We were conversing like old friends now. I put another question.

"Did she seem nervous or upset at all?"

"Not a bit. She was smiling to herself, quiet like, as though she was amused at something. That's why you could have knocked me down with a feather when, the next afternoon, those people came running out calling for the police and saying there'd been murder done. I shall never get over it, and as for setting foot in that house after dark I wouldn't do it, not if it was ever so. Why, I wouldn't even stay here at the lodge, if Sir Eustace hadn't been down on his bended knees to me."

"I thought Sir Eustace Pedler was at Cannes?"

"So he was, miss. He come back to England when he heard the news, and, as to the bended knees, that was a figure of speech, his secretary, Mr. Pagett, having offered us double pay to stay on, and, as my John says, money is money nowadays."

I concurred heartily with John's by no means original remarks.

"The young man now," said Mrs. James, reverting suddenly to a former point in the conversation. "He was upset. His eyes, light eyes, they were, I noticed them particular, was all shining.
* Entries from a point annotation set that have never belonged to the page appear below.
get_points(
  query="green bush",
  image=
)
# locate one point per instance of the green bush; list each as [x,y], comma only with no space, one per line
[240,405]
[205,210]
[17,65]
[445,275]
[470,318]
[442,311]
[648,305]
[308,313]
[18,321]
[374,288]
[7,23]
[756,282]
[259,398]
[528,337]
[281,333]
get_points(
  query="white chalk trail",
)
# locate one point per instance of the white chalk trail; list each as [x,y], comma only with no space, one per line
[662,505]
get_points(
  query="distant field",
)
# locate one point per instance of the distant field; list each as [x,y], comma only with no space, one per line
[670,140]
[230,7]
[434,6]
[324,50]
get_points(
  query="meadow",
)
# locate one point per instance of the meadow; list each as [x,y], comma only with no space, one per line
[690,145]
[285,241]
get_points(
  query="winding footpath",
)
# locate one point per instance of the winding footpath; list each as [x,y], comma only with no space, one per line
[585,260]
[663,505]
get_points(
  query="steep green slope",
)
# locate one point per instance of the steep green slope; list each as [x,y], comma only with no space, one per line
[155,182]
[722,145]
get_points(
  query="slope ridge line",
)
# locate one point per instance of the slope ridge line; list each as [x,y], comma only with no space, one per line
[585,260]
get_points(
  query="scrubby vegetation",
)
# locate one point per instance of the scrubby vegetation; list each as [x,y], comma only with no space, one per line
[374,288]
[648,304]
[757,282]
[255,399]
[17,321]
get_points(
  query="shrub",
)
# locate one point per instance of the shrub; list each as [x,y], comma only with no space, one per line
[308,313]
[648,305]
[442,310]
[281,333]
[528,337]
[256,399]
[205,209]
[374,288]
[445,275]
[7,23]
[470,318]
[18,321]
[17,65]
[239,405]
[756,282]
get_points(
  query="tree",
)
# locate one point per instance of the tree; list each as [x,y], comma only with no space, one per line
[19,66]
Excited, I thought. But I never dreamt of anything being wrong. Not even when he came out again looking all queer."

"How long was he in the house?"

"Oh, not long, a matter of five minutes maybe."

"How tall was he, do you think? About six foot?"

"I should say so maybe."

"He was clean-shaven, you say?"

"Yes, miss—not even one of these toothbrush moustaches."

"Was his chin at all shiny?" I asked on a sudden impulse.